Publicado por: Redacción Nacional
La Corte Suprema de Justicia dejó al descubierto serias irregularidades en los informes financieros de la campaña al Senado del Pacto Histórico en 2022. Aunque la Sala de Instrucción decidió no abrir investigación formal contra los 20 congresistas de esa colectividad, sí reveló que los reportes entregados al Consejo Nacional Electoral (CNE) contenían información falsa, lo que plantea nuevos cuestionamientos sobre la financiación electoral de ese movimiento.
En un documento de 237 páginas, la Sala concluyó que el informe consolidado de ingresos y gastos presentado por los candidatos al Senado en marzo de 2022 estaba lleno de datos que no correspondían a la realidad. Dicho informe fue registrado en la plataforma Cuentas Claras, sistema oficial del CNE, pero —según la Corte— incluía contratos y montos que no reflejaban los gastos reales. Entérese: Tribunal Superior de Bogotá ordena habilitar candidatos del Pacto Histórico en consulta presidencial
La decisión fue inhibitoria porque los magistrados consideraron que los senadores firmaron los reportes confiando en la información suministrada por la gerencia de campaña, sin conocer las inconsistencias. Por tanto, su responsabilidad fue calificada como culposa, y los delitos imputables en este caso no contemplan esa modalidad.

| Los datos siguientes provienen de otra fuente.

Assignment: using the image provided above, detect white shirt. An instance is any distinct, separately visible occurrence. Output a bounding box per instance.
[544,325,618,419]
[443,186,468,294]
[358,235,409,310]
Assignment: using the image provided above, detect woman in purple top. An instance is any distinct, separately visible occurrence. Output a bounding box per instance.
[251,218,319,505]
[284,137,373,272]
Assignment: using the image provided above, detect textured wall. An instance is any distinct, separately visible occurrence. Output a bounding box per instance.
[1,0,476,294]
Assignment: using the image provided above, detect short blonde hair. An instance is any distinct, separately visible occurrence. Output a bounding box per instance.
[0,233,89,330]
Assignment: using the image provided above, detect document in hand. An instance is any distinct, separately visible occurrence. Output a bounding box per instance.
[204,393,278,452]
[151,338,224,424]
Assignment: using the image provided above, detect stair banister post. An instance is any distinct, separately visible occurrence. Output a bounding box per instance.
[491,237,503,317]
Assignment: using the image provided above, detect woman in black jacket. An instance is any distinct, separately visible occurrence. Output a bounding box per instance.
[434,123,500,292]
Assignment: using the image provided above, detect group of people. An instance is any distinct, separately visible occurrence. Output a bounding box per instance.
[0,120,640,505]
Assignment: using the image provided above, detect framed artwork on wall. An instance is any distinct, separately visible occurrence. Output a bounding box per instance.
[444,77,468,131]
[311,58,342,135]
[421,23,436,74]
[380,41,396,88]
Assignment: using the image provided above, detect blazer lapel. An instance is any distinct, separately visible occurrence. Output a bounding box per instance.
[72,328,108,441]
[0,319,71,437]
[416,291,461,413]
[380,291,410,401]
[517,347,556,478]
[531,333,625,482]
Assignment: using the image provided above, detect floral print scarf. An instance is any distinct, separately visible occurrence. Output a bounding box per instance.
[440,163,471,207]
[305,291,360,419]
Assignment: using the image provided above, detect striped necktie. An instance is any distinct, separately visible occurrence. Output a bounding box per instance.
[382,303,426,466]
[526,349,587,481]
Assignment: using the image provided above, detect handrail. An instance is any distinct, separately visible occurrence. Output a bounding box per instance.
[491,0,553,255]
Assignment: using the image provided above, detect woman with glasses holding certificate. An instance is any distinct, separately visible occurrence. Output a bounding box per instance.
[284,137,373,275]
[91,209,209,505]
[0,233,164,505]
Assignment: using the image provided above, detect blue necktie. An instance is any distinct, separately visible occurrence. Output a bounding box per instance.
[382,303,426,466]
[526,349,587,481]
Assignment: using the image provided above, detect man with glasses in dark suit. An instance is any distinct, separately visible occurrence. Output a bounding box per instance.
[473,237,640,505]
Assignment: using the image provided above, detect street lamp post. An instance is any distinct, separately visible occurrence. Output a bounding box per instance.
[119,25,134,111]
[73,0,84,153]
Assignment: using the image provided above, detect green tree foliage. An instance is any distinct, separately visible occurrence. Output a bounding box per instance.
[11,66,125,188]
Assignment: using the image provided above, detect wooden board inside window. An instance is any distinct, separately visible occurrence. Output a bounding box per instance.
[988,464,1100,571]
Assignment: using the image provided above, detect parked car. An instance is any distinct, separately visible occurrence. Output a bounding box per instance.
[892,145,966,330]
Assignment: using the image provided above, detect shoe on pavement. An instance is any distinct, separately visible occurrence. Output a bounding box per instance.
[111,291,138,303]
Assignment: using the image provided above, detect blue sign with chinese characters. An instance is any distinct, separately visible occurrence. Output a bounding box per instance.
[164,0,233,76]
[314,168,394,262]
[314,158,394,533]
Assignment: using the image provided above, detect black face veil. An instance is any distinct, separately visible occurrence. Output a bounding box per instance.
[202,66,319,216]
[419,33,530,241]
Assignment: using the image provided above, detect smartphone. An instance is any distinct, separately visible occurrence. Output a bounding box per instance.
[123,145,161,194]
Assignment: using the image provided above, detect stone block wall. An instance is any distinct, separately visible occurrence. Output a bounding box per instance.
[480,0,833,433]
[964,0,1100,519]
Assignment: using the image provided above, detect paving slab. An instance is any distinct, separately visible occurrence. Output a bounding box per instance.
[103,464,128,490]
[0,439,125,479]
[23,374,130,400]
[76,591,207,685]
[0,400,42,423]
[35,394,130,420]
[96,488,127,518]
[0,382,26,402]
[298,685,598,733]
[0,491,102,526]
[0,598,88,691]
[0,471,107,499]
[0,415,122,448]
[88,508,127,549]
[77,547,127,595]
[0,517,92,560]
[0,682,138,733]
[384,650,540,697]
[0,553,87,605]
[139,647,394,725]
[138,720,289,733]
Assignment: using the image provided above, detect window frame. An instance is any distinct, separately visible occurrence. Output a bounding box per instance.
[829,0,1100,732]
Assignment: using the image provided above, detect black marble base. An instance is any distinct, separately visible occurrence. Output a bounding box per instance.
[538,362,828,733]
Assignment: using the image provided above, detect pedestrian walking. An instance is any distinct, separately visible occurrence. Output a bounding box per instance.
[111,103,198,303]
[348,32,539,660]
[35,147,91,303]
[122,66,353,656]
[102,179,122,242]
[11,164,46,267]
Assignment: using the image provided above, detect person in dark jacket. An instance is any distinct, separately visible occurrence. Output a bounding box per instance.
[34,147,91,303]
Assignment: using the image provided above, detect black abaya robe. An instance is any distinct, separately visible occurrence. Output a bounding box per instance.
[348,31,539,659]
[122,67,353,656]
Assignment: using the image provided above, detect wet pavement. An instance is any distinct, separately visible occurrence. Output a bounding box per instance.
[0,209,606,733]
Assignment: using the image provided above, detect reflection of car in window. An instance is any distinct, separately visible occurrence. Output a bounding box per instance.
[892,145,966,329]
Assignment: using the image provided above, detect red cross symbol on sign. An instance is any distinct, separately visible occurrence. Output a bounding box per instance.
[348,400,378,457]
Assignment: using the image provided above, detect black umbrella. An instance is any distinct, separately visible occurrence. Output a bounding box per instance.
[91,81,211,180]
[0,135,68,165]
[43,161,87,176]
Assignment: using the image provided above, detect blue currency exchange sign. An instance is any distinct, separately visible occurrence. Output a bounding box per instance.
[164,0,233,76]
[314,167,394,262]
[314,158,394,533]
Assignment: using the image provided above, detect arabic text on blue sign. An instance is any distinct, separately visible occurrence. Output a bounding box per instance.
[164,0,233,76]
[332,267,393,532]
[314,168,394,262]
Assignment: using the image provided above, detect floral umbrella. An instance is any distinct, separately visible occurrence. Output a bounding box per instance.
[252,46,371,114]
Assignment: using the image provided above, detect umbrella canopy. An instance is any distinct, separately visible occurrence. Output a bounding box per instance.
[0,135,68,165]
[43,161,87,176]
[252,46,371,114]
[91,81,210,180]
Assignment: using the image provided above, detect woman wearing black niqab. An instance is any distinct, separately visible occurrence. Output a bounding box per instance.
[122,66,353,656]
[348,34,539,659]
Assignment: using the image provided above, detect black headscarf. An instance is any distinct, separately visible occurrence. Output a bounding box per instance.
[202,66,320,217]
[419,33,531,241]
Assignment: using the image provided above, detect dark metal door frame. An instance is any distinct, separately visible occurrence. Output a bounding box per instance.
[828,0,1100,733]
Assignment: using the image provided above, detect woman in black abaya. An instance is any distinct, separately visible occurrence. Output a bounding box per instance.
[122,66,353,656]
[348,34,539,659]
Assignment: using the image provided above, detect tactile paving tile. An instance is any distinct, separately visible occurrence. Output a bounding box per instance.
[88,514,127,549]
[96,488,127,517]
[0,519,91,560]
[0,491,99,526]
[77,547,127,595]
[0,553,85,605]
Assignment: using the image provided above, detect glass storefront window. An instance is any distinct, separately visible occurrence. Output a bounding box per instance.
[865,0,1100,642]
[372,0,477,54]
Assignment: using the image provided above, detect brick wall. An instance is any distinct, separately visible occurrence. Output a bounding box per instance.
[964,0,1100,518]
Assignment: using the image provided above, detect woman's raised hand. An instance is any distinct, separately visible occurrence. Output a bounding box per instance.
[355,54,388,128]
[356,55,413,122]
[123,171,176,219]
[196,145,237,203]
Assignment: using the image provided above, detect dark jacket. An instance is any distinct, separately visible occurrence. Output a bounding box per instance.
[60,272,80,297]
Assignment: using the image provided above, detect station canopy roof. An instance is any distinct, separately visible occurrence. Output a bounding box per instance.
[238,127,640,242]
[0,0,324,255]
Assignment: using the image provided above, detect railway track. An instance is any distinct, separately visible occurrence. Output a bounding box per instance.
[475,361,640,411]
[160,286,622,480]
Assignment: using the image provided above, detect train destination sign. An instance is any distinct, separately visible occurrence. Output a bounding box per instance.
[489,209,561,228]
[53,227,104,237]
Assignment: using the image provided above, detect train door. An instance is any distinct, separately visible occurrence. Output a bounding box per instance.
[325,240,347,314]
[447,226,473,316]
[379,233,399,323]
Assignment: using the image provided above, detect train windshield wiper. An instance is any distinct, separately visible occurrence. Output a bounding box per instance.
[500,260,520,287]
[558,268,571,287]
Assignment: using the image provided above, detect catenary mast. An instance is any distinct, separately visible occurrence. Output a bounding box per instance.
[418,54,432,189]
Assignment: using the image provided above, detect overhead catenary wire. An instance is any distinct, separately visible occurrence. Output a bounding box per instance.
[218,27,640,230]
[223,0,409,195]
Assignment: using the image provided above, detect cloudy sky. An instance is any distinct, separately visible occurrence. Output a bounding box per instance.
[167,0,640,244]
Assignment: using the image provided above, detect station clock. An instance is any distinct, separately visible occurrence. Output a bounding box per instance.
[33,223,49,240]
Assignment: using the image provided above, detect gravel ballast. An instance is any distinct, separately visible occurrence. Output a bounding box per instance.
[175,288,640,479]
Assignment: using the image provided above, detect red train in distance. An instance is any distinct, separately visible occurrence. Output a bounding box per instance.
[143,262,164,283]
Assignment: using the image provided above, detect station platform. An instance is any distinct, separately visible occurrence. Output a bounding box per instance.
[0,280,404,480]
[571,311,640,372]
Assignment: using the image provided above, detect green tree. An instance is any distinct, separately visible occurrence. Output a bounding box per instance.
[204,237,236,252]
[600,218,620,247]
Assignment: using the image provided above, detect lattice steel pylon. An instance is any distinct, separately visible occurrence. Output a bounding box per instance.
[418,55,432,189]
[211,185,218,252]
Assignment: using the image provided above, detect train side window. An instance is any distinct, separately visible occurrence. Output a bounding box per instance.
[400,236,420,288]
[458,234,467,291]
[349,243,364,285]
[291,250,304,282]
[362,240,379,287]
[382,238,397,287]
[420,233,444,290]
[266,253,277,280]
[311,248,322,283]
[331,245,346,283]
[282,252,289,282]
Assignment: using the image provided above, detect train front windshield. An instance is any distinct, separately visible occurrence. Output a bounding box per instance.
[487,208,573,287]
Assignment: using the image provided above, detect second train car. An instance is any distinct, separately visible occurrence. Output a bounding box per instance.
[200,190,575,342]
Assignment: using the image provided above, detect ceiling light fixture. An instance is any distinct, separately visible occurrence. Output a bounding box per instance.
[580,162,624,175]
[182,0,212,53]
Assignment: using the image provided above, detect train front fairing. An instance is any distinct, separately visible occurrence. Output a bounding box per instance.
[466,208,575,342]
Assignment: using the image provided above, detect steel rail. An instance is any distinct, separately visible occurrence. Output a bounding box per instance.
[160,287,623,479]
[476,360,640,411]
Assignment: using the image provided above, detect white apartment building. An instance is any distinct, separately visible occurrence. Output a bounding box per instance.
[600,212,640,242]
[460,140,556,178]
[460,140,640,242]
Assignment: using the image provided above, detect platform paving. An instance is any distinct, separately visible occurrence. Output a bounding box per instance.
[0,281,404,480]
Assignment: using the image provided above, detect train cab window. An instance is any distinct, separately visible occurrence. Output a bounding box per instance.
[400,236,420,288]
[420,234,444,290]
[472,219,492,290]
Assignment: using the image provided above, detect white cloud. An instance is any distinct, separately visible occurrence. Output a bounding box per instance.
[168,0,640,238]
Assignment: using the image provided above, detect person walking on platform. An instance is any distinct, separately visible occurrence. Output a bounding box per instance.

El contrato que destapó el escándalo
El punto más llamativo de la investigación es un contrato de transporte aéreo por más de 1.200 millones de pesos, suscrito por Guillermo Alfonso Jaramillo —actual ministro de Salud— como gerente de la campaña al Senado. Dicho convenio con la empresa Sociedad de Transporte de Ibagué fue cargado como gasto de los candidatos, pero en realidad, según la Corte, no fue utilizado por ellos.

Los congresistas reportaron ese contrato en fracciones de 60 millones de pesos cada uno, pese a que organizaron sus desplazamientos aéreos de otras maneras. La Sala estableció que esos vuelos beneficiaron directamente a la campaña presidencial de Gustavo Petro y no a la lista legislativa. Lea además: Petro reprochó al Pacto Histórico por voto secreto en elección de magistrado: perdió en la Corte Constitucional
El tribunal expuso que el contrato de vuelos fue incluido en las cuentas del Senado para evitar que esos recursos aparecieran en los reportes de la campaña presidencial, donde se habrían superado los topes legales. Así, la operación permitió desplazar más de 60 horas de vuelo hacia otra contabilidad.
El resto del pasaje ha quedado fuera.